[
https://issues.apache.org/jira/browse/OOZIE-1483?page=com.atlassian.jira.plugin.system.issuetabpanels:comment-tabpanel&focusedCommentId=13731455#comment-13731455
]
Robert Kanter commented on OOZIE-1483:
--------------------------------------
Discussion thread on dev mailing list here:
http://mail-archives.apache.org/mod_mbox/oozie-dev/201308.mbox/%3cCAHz+ZFeCKbnx7v7=qmtxn90y7tfhmorg4yzgbfecpuj7tss...@mail.gmail.com%3e
> Support for Job Recoverability
> ------------------------------
>
> Key: OOZIE-1483
> URL: https://issues.apache.org/jira/browse/OOZIE-1483
> Project: Oozie
> Issue Type: Improvement
> Reporter: Robert Kanter
> Assignee: Robert Kanter
>
> To support for the JobTracker to recover jobs on restart, we need to
> configure the launcher job to be restarted by the JT, but not any of the
> launched jobs ({{mapreduce.job.restart.recover}}).

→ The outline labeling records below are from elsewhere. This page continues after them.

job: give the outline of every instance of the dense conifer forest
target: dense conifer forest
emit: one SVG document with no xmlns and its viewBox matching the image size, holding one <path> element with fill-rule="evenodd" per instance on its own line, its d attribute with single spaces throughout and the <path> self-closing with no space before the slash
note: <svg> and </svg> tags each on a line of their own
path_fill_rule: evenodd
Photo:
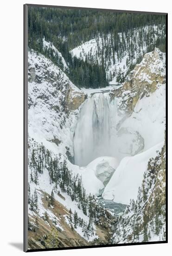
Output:
<svg viewBox="0 0 172 256">
<path fill-rule="evenodd" d="M 119 33 L 121 33 L 123 38 L 124 34 L 127 34 L 128 30 L 144 26 L 163 26 L 165 22 L 165 15 L 31 7 L 28 13 L 29 48 L 44 54 L 63 69 L 63 64 L 60 65 L 60 63 L 59 65 L 59 59 L 53 54 L 52 49 L 46 51 L 44 48 L 43 38 L 45 38 L 61 53 L 69 68 L 66 73 L 74 84 L 78 87 L 105 87 L 112 78 L 112 74 L 107 76 L 106 73 L 108 67 L 105 64 L 108 61 L 109 54 L 112 51 L 114 57 L 114 53 L 117 51 L 118 58 L 121 59 L 126 50 L 125 42 L 121 43 Z M 152 43 L 149 41 L 148 37 L 151 37 L 153 32 L 150 31 L 148 38 L 144 39 L 150 46 L 147 51 L 156 47 L 165 52 L 165 37 L 162 34 L 158 36 Z M 108 45 L 104 44 L 101 49 L 101 62 L 93 61 L 89 55 L 84 61 L 72 56 L 70 51 L 74 47 L 98 36 L 105 40 L 109 34 L 112 40 Z M 133 41 L 130 46 L 130 51 L 134 52 L 134 50 Z M 139 63 L 141 60 L 141 58 L 137 58 L 136 62 Z M 130 64 L 129 70 L 133 66 Z M 120 71 L 118 81 L 123 81 L 123 76 Z"/>
</svg>

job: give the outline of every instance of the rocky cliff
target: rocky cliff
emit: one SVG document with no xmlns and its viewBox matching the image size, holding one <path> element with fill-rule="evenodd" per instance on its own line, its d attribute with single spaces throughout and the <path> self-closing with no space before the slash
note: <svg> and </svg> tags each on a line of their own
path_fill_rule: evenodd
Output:
<svg viewBox="0 0 172 256">
<path fill-rule="evenodd" d="M 115 243 L 166 240 L 166 144 L 150 158 L 136 202 L 131 200 L 115 227 Z"/>
<path fill-rule="evenodd" d="M 139 99 L 148 97 L 166 82 L 166 55 L 155 48 L 145 54 L 125 79 L 122 89 L 111 92 L 111 99 L 121 97 L 120 108 L 131 114 Z"/>
</svg>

This way, the launcher
> job will simply start over when the JT recovers it; if we allow the JT to
> recover the actual jobs, then they will interfere. We'll also need this for
> the same ability in YARN.
> This should be fairly trivial except for the MapReduce action because of the
> optimization where the launcher finishes instead of waiting for the actual
> job and Oozie does an "id swap". Trying to add support for JT to recover the
> MR action doesn't seem feasible as we'd run into a lot of trickiness and some
> race conditions due to the id swap.
> Instead, I think we should remove the MR optimization because it will allow
> us to to support the recoverability for the MR action as well. This also has
> the benefit of simplifying the code because we'd be getting rid of all of the
> id swap stuff and also making the MR action consistent with the other
> actions. The only downside is that the MR action will take an extra Map slot
> just like the other actions.
--
This message is automatically generated by JIRA.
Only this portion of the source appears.